Der Klägerin ist zwar zuzugestehen, dass nach der Rechtsprechung des BFH der für die Geltendmachung der Ansparabschreibung notwendige Finanzierungszusammenhang dann gewahrt sein kann, wenn die Rücklage zwar nach Ablauf des zweijährigen Investitionszeitraums gebildet wird, die Investition aber tatsächlich innerhalb dieses Zeitraums durchgeführt worden ist (vgl. BFH-Urteil vom 14. August 2001 XI R 18/01, BStBl II 2004, 181). Unabhängig von der Frage des Finanzierungszusammenhangs scheitert die Rücklagenbildung aber an der fehlenden zeitnahen Konkretisierung (BFH-Urteil vom 18. November 2006 I R 89/05, BFH/NV 2007, 671).

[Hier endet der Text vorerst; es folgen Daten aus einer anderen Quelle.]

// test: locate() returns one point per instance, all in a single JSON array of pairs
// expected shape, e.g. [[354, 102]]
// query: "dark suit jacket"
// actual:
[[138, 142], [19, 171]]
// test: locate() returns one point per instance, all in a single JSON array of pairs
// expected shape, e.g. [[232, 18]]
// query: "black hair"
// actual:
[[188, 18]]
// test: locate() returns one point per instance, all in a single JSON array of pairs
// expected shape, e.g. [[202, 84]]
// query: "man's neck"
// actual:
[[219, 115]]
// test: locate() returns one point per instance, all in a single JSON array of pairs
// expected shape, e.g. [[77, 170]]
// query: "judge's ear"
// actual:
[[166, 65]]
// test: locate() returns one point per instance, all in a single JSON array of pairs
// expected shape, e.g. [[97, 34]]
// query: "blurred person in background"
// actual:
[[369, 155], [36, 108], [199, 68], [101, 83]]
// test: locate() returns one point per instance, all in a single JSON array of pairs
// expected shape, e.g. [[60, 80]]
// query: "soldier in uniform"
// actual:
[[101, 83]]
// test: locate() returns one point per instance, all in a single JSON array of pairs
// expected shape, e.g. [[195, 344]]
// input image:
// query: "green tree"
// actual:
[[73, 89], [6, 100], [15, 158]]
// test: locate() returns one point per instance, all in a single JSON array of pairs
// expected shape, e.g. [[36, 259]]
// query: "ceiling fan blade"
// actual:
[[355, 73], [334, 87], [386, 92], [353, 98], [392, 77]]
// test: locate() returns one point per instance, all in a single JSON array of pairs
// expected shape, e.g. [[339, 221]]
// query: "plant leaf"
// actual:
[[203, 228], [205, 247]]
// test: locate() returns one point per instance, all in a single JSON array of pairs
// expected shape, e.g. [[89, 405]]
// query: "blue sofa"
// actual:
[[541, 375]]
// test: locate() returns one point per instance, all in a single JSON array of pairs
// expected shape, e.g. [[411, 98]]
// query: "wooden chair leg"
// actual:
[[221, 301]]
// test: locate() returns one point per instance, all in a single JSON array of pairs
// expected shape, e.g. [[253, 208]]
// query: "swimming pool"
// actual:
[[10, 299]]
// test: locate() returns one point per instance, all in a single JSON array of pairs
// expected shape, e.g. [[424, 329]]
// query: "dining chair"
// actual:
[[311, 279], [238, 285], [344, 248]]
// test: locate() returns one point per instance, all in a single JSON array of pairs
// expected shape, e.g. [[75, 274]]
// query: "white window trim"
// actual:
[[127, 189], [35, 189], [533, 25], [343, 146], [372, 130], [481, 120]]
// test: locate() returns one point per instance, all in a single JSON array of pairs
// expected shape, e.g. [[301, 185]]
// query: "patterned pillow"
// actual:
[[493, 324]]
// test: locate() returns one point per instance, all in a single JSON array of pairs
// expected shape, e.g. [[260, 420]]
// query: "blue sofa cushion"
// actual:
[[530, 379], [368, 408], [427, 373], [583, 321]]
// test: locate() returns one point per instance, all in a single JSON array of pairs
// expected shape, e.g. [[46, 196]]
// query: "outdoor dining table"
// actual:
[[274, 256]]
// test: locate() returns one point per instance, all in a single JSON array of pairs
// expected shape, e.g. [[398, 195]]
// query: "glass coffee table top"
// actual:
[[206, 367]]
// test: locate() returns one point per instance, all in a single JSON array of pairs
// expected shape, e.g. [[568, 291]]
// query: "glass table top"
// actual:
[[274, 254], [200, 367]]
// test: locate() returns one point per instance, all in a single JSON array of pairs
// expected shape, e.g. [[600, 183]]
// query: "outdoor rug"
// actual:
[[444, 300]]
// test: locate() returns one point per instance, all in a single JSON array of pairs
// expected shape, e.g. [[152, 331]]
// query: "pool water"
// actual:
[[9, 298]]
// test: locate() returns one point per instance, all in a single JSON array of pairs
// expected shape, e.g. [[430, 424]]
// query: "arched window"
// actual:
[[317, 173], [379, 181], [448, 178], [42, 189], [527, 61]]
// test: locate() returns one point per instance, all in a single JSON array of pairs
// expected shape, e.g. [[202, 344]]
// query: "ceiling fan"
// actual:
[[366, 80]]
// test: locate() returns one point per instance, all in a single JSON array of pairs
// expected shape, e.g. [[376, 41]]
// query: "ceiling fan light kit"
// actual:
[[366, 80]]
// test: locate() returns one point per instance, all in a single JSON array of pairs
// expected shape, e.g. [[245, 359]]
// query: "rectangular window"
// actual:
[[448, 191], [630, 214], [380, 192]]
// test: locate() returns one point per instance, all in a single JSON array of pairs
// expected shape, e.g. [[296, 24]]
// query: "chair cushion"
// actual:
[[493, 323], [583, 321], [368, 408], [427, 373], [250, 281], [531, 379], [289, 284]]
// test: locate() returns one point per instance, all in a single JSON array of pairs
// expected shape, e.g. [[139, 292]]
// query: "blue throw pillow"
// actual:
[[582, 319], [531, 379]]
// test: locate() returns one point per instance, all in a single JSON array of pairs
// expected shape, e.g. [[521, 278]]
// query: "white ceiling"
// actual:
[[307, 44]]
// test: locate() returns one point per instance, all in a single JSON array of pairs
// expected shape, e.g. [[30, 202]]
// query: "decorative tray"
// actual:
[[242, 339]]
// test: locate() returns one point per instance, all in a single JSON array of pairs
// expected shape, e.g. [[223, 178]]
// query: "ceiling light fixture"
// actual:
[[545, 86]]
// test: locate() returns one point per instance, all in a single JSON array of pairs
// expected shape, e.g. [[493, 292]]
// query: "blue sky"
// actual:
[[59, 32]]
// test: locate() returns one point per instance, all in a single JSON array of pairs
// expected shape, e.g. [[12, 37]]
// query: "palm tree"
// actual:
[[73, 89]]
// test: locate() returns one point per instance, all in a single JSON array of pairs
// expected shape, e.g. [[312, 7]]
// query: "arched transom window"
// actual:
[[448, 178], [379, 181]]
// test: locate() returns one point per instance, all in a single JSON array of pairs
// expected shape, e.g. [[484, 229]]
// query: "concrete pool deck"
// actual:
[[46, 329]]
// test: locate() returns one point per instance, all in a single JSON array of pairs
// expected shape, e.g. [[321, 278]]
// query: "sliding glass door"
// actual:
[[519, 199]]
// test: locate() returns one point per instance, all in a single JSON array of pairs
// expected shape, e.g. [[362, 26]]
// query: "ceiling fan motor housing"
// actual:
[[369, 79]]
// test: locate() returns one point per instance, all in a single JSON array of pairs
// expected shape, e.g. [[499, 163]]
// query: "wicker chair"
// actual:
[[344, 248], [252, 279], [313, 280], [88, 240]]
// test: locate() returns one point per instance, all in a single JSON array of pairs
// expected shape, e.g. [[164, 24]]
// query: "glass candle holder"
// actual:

2. Zu Recht hat das FA die im Jahr 2002 geltend gemachten Reisekosten für die Jahre 1998 bis 2001 i.H.v. 21.918 EUR nicht zum Betriebsausgabenabzug zugelassen. Bei der Gewinnermittlung nach § 4 Abs. 3 EStG richtet sich der Zeitpunkt des Betriebsausgabenabzugs nach dem Abflussprinzip des § 11 Abs. 2 Satz 1 EStG. Grundsätzlich ist der Zeitpunkt der Zahlung als Verlust der tatsächlichen Verfügungsmacht maßgebend (Schmidt/Heinicke, EStG, 26. Aufl., § 4 Rz. 499). Einschränkungen dieses Grundsatzes gibt es nur, soweit sie sich aus dem Gesetz ergeben, z.B. bei der Anschaffung von nicht abnutzbaren Wirtschaftsgütern des Anlagevermögens oder soweit sich aus den Vorschriften über die Absetzung für Abnutzung etwas anderes ergibt (§ 4 Abs. 3 Sätze 3, 4 EStG; vgl. Schmidt/Heinicke, EStG, 26. Aufl., § 4 Rz. 495). Eine gesetzliche Ausnahme vom Abflussprinzip des § 11 Abs. 2 Satz 1 EStG gibt es für den Betriebsausgabenabzug von Reisekosten in Form von Fahrtkosten, Übernachtungskosten und Verpflegungsmehraufwendungen nicht. Diese fallen als Betriebsausgaben im Jahr der Entstehung an. Dass die Höhe der steuerlich zu berücksichtigenden Betriebsausgaben nicht immer mit den tatsächlich entstandenen Aufwendungen korrespondiert, weil das Gesetz z.B. nur den Abzug bis zu bestimmten Höchstbeträgen zulässt (vgl. § 4 Abs. 5 Satz 1 Nr. 5 EStG), ändert daran nichts, denn maßgebend ist, dass dem Grunde nach Aufwendungen entstehen. Anders als ein Arbeitnehmer, der bei der Abrechnung von Reisekosten gegenüber seinem Arbeitgeber diesen erstmals mit diesen Kosten belastet, hat die Klägerin als Einzelunternehmerin die Aufwendungen sofort mit ihrer Entstehung gehabt. Wann sie diese Kosten in ihrer Buchführung erstmals erfasst und damit "abrechnet", ist unerheblich. Ein Abzug der in den Jahren 1998 bis 2001 angefallenen Kosten im Jahr 2002 ist damit ausgeschlossen.

3. Die Kostenentscheidung beruht auf § 135 Abs. 1 FGO.